Ethiopian Prime Minister Abiy Ahmed is a possible contender for the 2019 Nobel Peace Prize for the reconciliation he forged in 2018 with Eritrea. He’s currently the bookmakers’ favourite to win after climate change activist Greta Thunberg. The winner is due to be announced on Friday.
The neighbours and Horn of Africa countries fought a war that killed more than 70,000 people from 1998 to 2000 and failed to implement a 2000 peace deal. But on July 8, 2018, Eritrea’s President Isaias Afwerki warmly welcomed Ahmed to the Eritrean capital Asmara.
The meeting was the first of its kind in the 20-year military stand-off between the leaders of the two neighbours.
“The situation between the two countries ran into deadlock, so it needed that courage somehow to change the situation and that’s really what happened, and credit goes to the Prime Minister for doing that, but on the other hand I would rather say it was pushed too fast and after a year we haven’t seen a full scale institutionalization of that peace process,” said Dereje Feyissa, a professor at Addis Ababa University.
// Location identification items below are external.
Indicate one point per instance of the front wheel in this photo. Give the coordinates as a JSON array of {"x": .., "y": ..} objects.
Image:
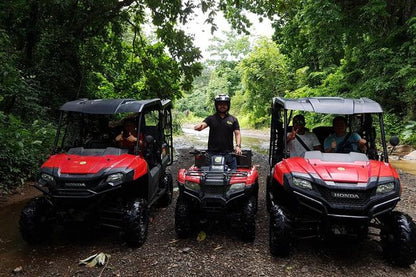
[
  {"x": 279, "y": 232},
  {"x": 135, "y": 222},
  {"x": 248, "y": 220},
  {"x": 34, "y": 223},
  {"x": 398, "y": 239}
]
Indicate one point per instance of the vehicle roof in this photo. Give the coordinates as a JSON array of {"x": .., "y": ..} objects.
[
  {"x": 329, "y": 105},
  {"x": 113, "y": 106}
]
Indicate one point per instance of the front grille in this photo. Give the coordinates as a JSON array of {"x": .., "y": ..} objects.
[
  {"x": 355, "y": 198},
  {"x": 209, "y": 189},
  {"x": 73, "y": 193},
  {"x": 77, "y": 184}
]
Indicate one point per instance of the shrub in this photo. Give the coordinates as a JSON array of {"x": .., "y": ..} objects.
[{"x": 22, "y": 150}]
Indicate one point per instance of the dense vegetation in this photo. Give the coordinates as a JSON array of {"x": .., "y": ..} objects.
[{"x": 53, "y": 51}]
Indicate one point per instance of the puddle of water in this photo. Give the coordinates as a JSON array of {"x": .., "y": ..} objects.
[{"x": 13, "y": 249}]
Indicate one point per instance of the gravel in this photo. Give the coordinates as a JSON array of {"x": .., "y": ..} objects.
[{"x": 220, "y": 253}]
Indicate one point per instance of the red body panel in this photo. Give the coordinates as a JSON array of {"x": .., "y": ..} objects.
[
  {"x": 75, "y": 164},
  {"x": 354, "y": 172}
]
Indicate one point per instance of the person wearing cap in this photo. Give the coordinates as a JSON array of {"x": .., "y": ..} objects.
[
  {"x": 300, "y": 139},
  {"x": 342, "y": 141},
  {"x": 222, "y": 128}
]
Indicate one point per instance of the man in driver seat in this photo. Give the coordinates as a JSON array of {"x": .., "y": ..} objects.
[
  {"x": 222, "y": 126},
  {"x": 341, "y": 141}
]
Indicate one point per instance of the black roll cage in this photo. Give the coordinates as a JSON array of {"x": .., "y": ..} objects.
[
  {"x": 283, "y": 108},
  {"x": 119, "y": 106}
]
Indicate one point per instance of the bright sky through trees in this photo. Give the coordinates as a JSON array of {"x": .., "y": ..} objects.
[{"x": 203, "y": 36}]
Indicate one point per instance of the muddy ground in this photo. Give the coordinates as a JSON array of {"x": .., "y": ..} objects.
[{"x": 221, "y": 253}]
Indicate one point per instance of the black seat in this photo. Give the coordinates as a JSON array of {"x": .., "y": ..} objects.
[{"x": 322, "y": 132}]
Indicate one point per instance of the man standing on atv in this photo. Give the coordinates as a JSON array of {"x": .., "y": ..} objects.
[{"x": 222, "y": 126}]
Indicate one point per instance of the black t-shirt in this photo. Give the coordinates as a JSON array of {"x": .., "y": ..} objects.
[{"x": 221, "y": 132}]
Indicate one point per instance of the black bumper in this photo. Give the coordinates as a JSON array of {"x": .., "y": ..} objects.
[{"x": 216, "y": 203}]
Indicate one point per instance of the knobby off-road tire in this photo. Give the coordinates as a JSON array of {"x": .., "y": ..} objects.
[
  {"x": 34, "y": 221},
  {"x": 166, "y": 182},
  {"x": 248, "y": 220},
  {"x": 183, "y": 218},
  {"x": 279, "y": 232},
  {"x": 398, "y": 239},
  {"x": 135, "y": 222}
]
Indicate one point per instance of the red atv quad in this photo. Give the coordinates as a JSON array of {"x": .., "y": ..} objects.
[
  {"x": 91, "y": 179},
  {"x": 336, "y": 194},
  {"x": 209, "y": 189}
]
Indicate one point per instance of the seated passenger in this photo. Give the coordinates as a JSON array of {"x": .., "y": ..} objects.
[
  {"x": 341, "y": 141},
  {"x": 128, "y": 136},
  {"x": 301, "y": 140}
]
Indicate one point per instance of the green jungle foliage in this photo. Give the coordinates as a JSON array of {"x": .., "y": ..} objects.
[{"x": 54, "y": 51}]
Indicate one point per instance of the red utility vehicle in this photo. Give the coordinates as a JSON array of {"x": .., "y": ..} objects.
[
  {"x": 210, "y": 190},
  {"x": 336, "y": 194},
  {"x": 91, "y": 178}
]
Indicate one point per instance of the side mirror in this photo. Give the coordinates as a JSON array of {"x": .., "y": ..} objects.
[{"x": 394, "y": 141}]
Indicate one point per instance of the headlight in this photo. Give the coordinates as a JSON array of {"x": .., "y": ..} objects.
[
  {"x": 301, "y": 183},
  {"x": 48, "y": 178},
  {"x": 384, "y": 188},
  {"x": 115, "y": 178},
  {"x": 237, "y": 186},
  {"x": 191, "y": 185}
]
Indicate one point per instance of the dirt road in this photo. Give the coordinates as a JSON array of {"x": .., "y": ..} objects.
[{"x": 220, "y": 254}]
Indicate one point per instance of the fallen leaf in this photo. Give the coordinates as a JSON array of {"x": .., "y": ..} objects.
[
  {"x": 18, "y": 269},
  {"x": 96, "y": 259},
  {"x": 218, "y": 247},
  {"x": 201, "y": 236}
]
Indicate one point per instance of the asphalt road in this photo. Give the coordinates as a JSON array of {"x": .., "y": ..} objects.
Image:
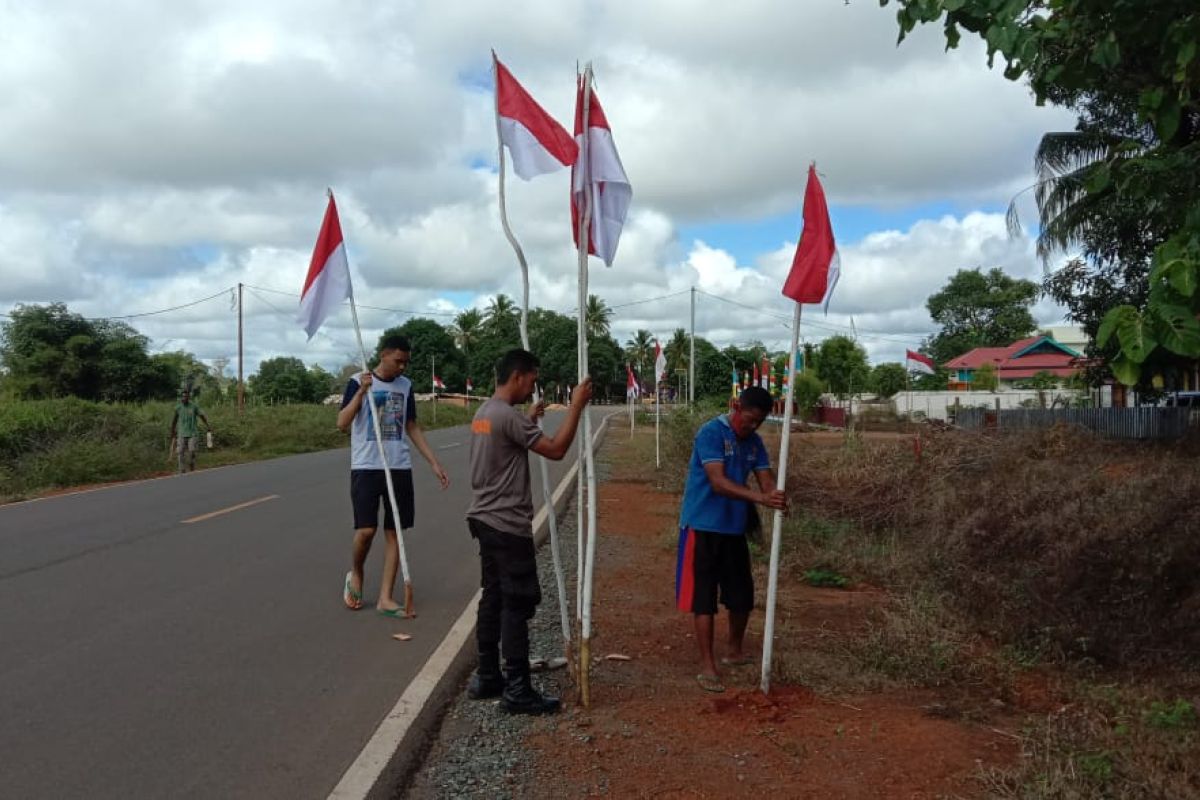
[{"x": 142, "y": 655}]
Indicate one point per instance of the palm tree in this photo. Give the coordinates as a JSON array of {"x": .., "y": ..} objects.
[
  {"x": 640, "y": 352},
  {"x": 466, "y": 329},
  {"x": 599, "y": 317},
  {"x": 1071, "y": 208},
  {"x": 678, "y": 350}
]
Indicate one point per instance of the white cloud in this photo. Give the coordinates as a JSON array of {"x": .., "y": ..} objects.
[{"x": 154, "y": 155}]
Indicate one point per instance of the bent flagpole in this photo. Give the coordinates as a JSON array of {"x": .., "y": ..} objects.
[
  {"x": 327, "y": 286},
  {"x": 547, "y": 501}
]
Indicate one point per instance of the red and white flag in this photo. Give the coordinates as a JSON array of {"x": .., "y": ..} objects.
[
  {"x": 535, "y": 140},
  {"x": 919, "y": 362},
  {"x": 328, "y": 283},
  {"x": 811, "y": 280},
  {"x": 604, "y": 179}
]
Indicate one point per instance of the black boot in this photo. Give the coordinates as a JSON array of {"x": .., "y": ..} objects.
[
  {"x": 520, "y": 696},
  {"x": 486, "y": 681}
]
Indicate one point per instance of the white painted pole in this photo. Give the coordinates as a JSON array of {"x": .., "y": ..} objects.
[
  {"x": 387, "y": 470},
  {"x": 547, "y": 501},
  {"x": 691, "y": 356},
  {"x": 587, "y": 566},
  {"x": 777, "y": 529}
]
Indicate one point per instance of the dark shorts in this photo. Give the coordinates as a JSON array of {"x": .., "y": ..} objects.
[
  {"x": 709, "y": 563},
  {"x": 369, "y": 489}
]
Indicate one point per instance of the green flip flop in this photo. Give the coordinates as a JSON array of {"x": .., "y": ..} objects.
[{"x": 352, "y": 599}]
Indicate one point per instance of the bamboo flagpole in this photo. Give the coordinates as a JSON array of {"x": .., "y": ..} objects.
[
  {"x": 807, "y": 282},
  {"x": 547, "y": 501},
  {"x": 327, "y": 286}
]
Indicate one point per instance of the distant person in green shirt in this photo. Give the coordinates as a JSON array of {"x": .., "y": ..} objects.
[{"x": 184, "y": 426}]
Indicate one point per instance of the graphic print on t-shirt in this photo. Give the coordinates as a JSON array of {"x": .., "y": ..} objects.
[{"x": 391, "y": 414}]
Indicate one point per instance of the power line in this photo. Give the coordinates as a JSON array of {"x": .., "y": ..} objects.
[
  {"x": 161, "y": 311},
  {"x": 395, "y": 311}
]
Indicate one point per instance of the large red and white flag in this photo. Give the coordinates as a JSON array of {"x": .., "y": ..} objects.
[
  {"x": 535, "y": 140},
  {"x": 919, "y": 362},
  {"x": 328, "y": 283},
  {"x": 810, "y": 278},
  {"x": 603, "y": 178}
]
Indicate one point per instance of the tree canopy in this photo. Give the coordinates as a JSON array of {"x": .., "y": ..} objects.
[
  {"x": 1125, "y": 186},
  {"x": 978, "y": 308}
]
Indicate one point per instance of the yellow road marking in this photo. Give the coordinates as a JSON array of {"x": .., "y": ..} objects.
[{"x": 237, "y": 507}]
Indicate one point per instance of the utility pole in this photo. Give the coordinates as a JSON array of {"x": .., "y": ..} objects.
[
  {"x": 691, "y": 359},
  {"x": 241, "y": 386}
]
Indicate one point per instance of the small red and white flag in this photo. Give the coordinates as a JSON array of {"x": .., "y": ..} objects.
[
  {"x": 815, "y": 266},
  {"x": 604, "y": 179},
  {"x": 919, "y": 362},
  {"x": 535, "y": 140},
  {"x": 328, "y": 283}
]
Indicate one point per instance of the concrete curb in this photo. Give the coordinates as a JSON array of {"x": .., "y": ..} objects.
[{"x": 390, "y": 755}]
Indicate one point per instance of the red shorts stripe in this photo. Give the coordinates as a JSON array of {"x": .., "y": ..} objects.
[{"x": 685, "y": 578}]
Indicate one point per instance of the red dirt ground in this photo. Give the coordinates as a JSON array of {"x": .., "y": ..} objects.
[{"x": 653, "y": 733}]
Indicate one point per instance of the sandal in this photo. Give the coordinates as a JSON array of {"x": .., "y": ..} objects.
[{"x": 352, "y": 599}]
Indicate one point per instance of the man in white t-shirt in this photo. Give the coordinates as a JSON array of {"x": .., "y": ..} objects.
[{"x": 393, "y": 395}]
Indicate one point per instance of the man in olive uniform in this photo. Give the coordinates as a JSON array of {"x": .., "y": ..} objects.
[{"x": 186, "y": 427}]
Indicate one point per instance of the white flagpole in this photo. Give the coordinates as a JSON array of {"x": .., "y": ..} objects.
[
  {"x": 547, "y": 501},
  {"x": 777, "y": 529},
  {"x": 658, "y": 415},
  {"x": 588, "y": 565},
  {"x": 387, "y": 470}
]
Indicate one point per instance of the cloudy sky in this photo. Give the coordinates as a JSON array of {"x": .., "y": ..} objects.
[{"x": 155, "y": 155}]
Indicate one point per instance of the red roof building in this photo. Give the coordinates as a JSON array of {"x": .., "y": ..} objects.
[{"x": 1017, "y": 362}]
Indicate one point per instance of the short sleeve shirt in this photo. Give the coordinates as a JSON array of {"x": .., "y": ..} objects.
[
  {"x": 501, "y": 438},
  {"x": 394, "y": 398},
  {"x": 705, "y": 509}
]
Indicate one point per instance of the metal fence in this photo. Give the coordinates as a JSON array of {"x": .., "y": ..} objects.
[{"x": 1111, "y": 422}]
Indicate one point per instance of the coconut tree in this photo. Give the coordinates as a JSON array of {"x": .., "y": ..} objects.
[
  {"x": 599, "y": 317},
  {"x": 466, "y": 329},
  {"x": 640, "y": 352}
]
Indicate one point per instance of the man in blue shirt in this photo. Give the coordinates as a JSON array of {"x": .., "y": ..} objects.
[{"x": 717, "y": 509}]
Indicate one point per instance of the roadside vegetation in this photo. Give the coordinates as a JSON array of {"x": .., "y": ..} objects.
[
  {"x": 54, "y": 444},
  {"x": 1047, "y": 583}
]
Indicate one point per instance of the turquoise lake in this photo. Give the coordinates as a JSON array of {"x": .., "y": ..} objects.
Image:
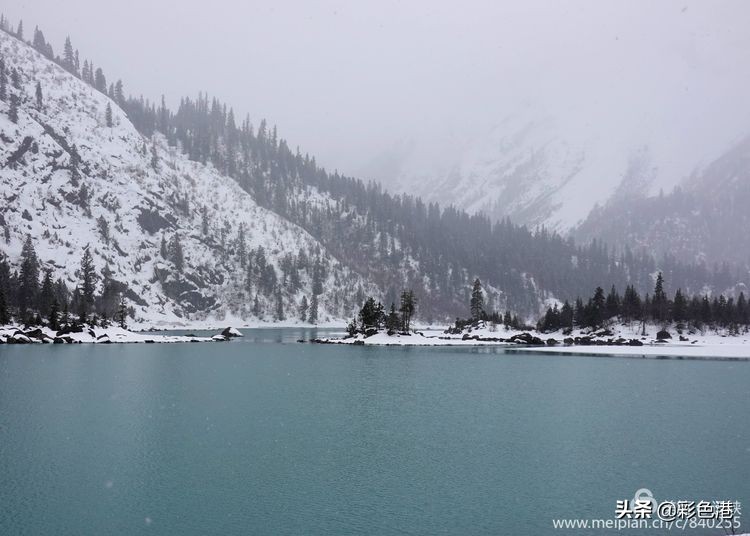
[{"x": 267, "y": 436}]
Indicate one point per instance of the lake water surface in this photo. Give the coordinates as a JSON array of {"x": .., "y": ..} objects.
[{"x": 266, "y": 436}]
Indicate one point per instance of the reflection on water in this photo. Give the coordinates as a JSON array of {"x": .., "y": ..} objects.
[{"x": 262, "y": 435}]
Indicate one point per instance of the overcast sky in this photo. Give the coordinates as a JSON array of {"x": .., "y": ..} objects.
[{"x": 346, "y": 79}]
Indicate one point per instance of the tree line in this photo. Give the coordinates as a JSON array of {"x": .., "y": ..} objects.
[
  {"x": 698, "y": 311},
  {"x": 395, "y": 233},
  {"x": 34, "y": 299}
]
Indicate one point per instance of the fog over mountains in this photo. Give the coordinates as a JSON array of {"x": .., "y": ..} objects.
[{"x": 632, "y": 131}]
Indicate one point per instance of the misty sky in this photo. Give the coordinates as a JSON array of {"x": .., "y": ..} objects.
[{"x": 346, "y": 80}]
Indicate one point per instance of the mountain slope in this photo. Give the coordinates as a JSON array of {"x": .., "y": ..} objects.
[
  {"x": 553, "y": 169},
  {"x": 64, "y": 171},
  {"x": 705, "y": 219},
  {"x": 191, "y": 213}
]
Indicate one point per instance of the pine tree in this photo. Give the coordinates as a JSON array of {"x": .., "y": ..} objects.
[
  {"x": 28, "y": 285},
  {"x": 122, "y": 313},
  {"x": 163, "y": 249},
  {"x": 176, "y": 254},
  {"x": 53, "y": 318},
  {"x": 241, "y": 247},
  {"x": 312, "y": 317},
  {"x": 68, "y": 55},
  {"x": 4, "y": 314},
  {"x": 392, "y": 321},
  {"x": 119, "y": 93},
  {"x": 39, "y": 100},
  {"x": 477, "y": 301},
  {"x": 279, "y": 304},
  {"x": 679, "y": 307},
  {"x": 100, "y": 81},
  {"x": 3, "y": 81},
  {"x": 47, "y": 294},
  {"x": 204, "y": 220},
  {"x": 87, "y": 285},
  {"x": 154, "y": 156},
  {"x": 13, "y": 112},
  {"x": 408, "y": 306},
  {"x": 659, "y": 302}
]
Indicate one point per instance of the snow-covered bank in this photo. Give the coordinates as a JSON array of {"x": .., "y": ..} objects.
[
  {"x": 112, "y": 334},
  {"x": 624, "y": 340},
  {"x": 421, "y": 338}
]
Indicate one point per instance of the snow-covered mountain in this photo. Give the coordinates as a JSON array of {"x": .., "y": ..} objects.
[
  {"x": 553, "y": 169},
  {"x": 70, "y": 181}
]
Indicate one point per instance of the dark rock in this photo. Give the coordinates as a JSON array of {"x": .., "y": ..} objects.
[
  {"x": 151, "y": 221},
  {"x": 36, "y": 334},
  {"x": 230, "y": 333},
  {"x": 69, "y": 329},
  {"x": 663, "y": 334}
]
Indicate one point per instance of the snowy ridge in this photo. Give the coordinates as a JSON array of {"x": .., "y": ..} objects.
[
  {"x": 552, "y": 170},
  {"x": 64, "y": 172}
]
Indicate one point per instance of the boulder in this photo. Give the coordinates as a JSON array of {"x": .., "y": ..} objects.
[
  {"x": 663, "y": 335},
  {"x": 231, "y": 333},
  {"x": 69, "y": 329}
]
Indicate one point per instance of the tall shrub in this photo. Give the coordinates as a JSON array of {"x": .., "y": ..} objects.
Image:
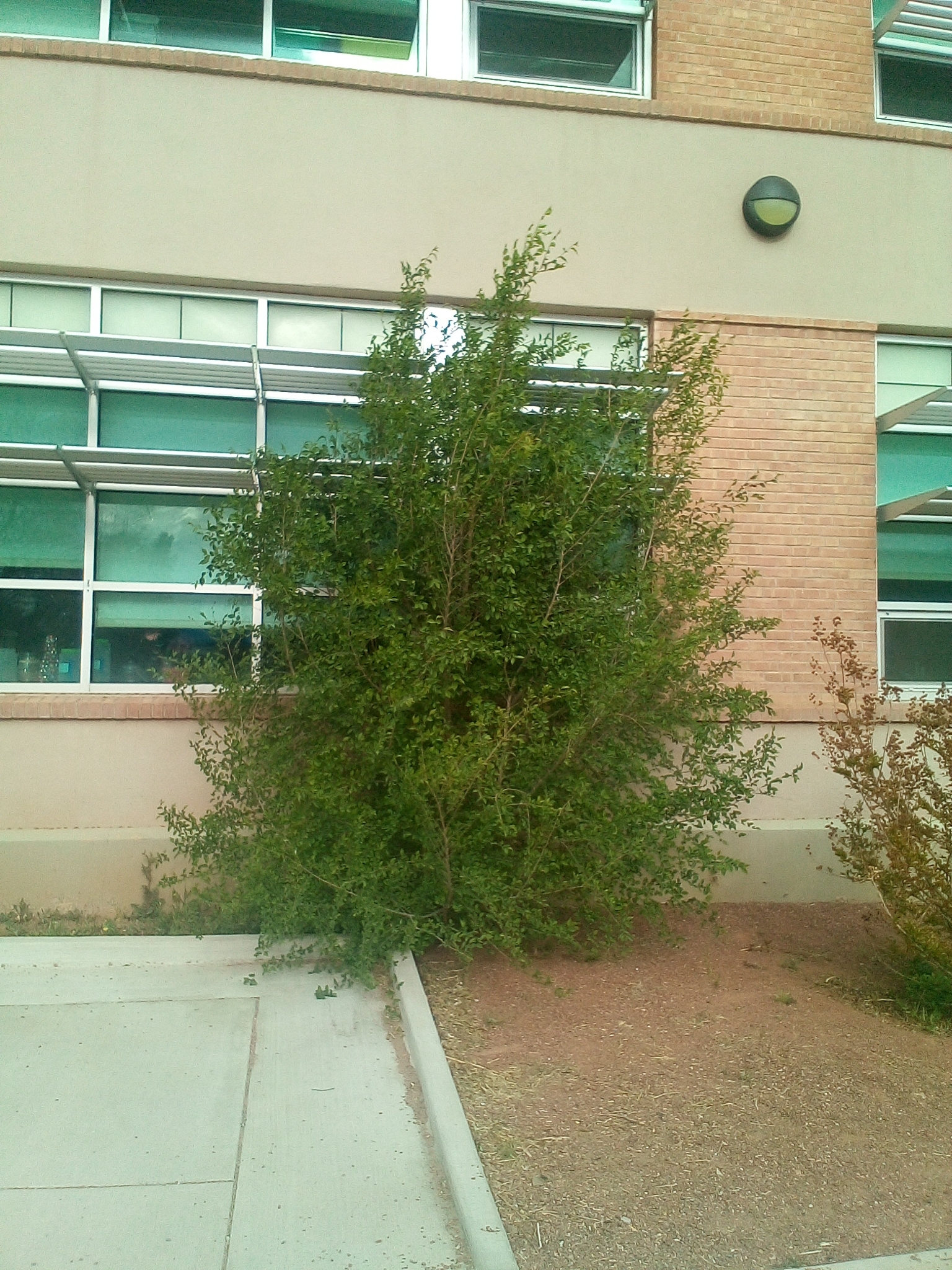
[
  {"x": 494, "y": 700},
  {"x": 896, "y": 833}
]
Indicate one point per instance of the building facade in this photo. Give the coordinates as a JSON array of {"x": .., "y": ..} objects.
[{"x": 203, "y": 214}]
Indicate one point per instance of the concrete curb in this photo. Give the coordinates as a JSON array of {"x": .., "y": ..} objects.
[
  {"x": 936, "y": 1259},
  {"x": 479, "y": 1217}
]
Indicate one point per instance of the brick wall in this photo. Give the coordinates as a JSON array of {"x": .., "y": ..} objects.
[
  {"x": 805, "y": 59},
  {"x": 800, "y": 404}
]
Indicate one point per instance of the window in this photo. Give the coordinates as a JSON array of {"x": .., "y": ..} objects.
[
  {"x": 914, "y": 535},
  {"x": 155, "y": 420},
  {"x": 915, "y": 89},
  {"x": 226, "y": 25},
  {"x": 41, "y": 308},
  {"x": 558, "y": 46},
  {"x": 69, "y": 19},
  {"x": 295, "y": 425},
  {"x": 593, "y": 45},
  {"x": 914, "y": 60},
  {"x": 163, "y": 316},
  {"x": 110, "y": 470},
  {"x": 306, "y": 30}
]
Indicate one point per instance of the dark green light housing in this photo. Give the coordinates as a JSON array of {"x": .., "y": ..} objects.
[{"x": 771, "y": 206}]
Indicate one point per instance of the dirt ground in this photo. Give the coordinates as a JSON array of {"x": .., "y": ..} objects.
[{"x": 738, "y": 1100}]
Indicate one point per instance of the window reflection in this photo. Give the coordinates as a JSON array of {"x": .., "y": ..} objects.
[{"x": 40, "y": 637}]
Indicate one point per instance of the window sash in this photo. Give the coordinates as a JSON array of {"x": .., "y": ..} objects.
[{"x": 283, "y": 31}]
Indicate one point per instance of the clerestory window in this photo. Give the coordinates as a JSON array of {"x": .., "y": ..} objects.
[
  {"x": 584, "y": 45},
  {"x": 123, "y": 415}
]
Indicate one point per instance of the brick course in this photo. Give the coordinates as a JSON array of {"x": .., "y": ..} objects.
[
  {"x": 800, "y": 406},
  {"x": 808, "y": 59},
  {"x": 736, "y": 95}
]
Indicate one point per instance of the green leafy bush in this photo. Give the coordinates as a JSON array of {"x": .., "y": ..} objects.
[
  {"x": 494, "y": 698},
  {"x": 897, "y": 831}
]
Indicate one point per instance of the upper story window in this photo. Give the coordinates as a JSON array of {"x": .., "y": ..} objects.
[
  {"x": 596, "y": 43},
  {"x": 914, "y": 60},
  {"x": 591, "y": 45},
  {"x": 914, "y": 513}
]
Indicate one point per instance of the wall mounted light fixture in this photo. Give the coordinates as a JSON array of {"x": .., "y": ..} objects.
[{"x": 771, "y": 206}]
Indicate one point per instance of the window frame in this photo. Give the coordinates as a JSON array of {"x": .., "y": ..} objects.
[
  {"x": 89, "y": 586},
  {"x": 444, "y": 45},
  {"x": 901, "y": 120},
  {"x": 641, "y": 46},
  {"x": 892, "y": 610},
  {"x": 907, "y": 611}
]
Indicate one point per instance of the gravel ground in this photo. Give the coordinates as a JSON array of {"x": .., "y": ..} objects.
[{"x": 741, "y": 1099}]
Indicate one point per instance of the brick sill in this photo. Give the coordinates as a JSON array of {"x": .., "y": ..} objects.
[
  {"x": 416, "y": 86},
  {"x": 93, "y": 705}
]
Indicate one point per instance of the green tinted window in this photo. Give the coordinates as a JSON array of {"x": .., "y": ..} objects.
[
  {"x": 52, "y": 417},
  {"x": 154, "y": 420},
  {"x": 915, "y": 562},
  {"x": 366, "y": 29},
  {"x": 40, "y": 637},
  {"x": 143, "y": 639},
  {"x": 912, "y": 464},
  {"x": 70, "y": 19},
  {"x": 917, "y": 652},
  {"x": 913, "y": 88},
  {"x": 227, "y": 25},
  {"x": 295, "y": 425},
  {"x": 150, "y": 538},
  {"x": 41, "y": 533},
  {"x": 518, "y": 45}
]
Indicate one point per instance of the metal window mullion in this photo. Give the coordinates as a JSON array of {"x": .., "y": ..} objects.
[
  {"x": 646, "y": 45},
  {"x": 268, "y": 29},
  {"x": 93, "y": 419},
  {"x": 95, "y": 309},
  {"x": 88, "y": 571}
]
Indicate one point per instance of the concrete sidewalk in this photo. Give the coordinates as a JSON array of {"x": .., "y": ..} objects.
[{"x": 159, "y": 1110}]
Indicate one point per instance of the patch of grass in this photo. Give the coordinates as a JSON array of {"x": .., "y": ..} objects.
[
  {"x": 190, "y": 916},
  {"x": 924, "y": 995}
]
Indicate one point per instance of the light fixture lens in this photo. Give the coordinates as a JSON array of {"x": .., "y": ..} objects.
[
  {"x": 776, "y": 211},
  {"x": 771, "y": 206}
]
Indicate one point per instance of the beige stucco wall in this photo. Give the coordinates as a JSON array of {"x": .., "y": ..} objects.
[
  {"x": 79, "y": 812},
  {"x": 203, "y": 177},
  {"x": 103, "y": 774}
]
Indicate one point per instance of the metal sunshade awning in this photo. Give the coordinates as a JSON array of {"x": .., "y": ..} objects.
[
  {"x": 88, "y": 468},
  {"x": 118, "y": 361},
  {"x": 931, "y": 505},
  {"x": 931, "y": 411},
  {"x": 917, "y": 25}
]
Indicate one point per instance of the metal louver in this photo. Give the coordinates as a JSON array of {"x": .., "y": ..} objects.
[
  {"x": 917, "y": 25},
  {"x": 931, "y": 411},
  {"x": 931, "y": 505},
  {"x": 118, "y": 361},
  {"x": 94, "y": 468}
]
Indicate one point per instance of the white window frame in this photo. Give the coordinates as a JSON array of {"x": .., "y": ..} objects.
[
  {"x": 899, "y": 120},
  {"x": 641, "y": 46},
  {"x": 89, "y": 586},
  {"x": 444, "y": 45},
  {"x": 895, "y": 610},
  {"x": 907, "y": 611}
]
Abiy took office in April 2018 and is pushing Ethiopia towards new democratic freedoms, and trying to open the country up to the outside world after decades of security-obsessed isolation.
Abiy has ended a state of emergency, freed political prisoners, got parliament to lift a “terrorist” ban on opposition groups, and pledged to facilitate foreign investment in key sectors of the economy.
As a result of these sweeping changes Abiy is hugely popular with young people.
Abiy has also won additional praise for using his diplomatic skills to ease the political crisis that followed the overthrow of Sudan former president, Omar al-Bashir in April 2019.
But some are uneasy about Abiy’s leadership style, which both fans and critics say often relies on personal initiative and charisma instead of government institutions
It’s unclear how much of the fractious ruling coalition backs his initiatives or how durable they are without his leadership. He’s already survived one assassination attempt — a grenade thrown at a rally last year.
Ethiopia has been among Africa’s fastest growing economies for more than a decade. But the uncertainty over Abiy’s ability to carry out all his reforms worries both citizens and the foreign investors Abiy is courting to develop the antiquated telecoms and banking sectors.
“A year ago, there was nothing but this kind of relying on this charismatic political resources, because there was ideological crisis and the ruling party was deeply divided so he could not really rely on the party structure so in that sense charismatic persona had its own pacifying role, but I think we have reached a level where this is no longer fit for the purpose, there must be some kind of concrete policies and deal with structural problems and challenges,” Feyissa added.
Some say Abiy’s often unpredictable, personal style is because his reforms must keep breakneck momentum or risk becoming mired in sclerotic bureaucracy.
“Some of the cabinet and MPs are the same old faces. They haven’t changed. So they may not go the way he wants them to go. Therefore some of the decisions that he makes bypassing them could be for the sake of the people. That is why most of the decisions he makes appear to be individualistic,” said Tibebu Girma, who lives in Addis.
Abiy, 43, is a former military officer specialising in cyber intelligence and science and technology minister. He’s from the Oromo group, the nation’s largest, which spearheaded the protests that forced his predecessor to resign.
Ethiopia has a population of more than 100 million people. It is Africa’s second most populous nation after Nigeria – with more than 40% of the population under the age of 15.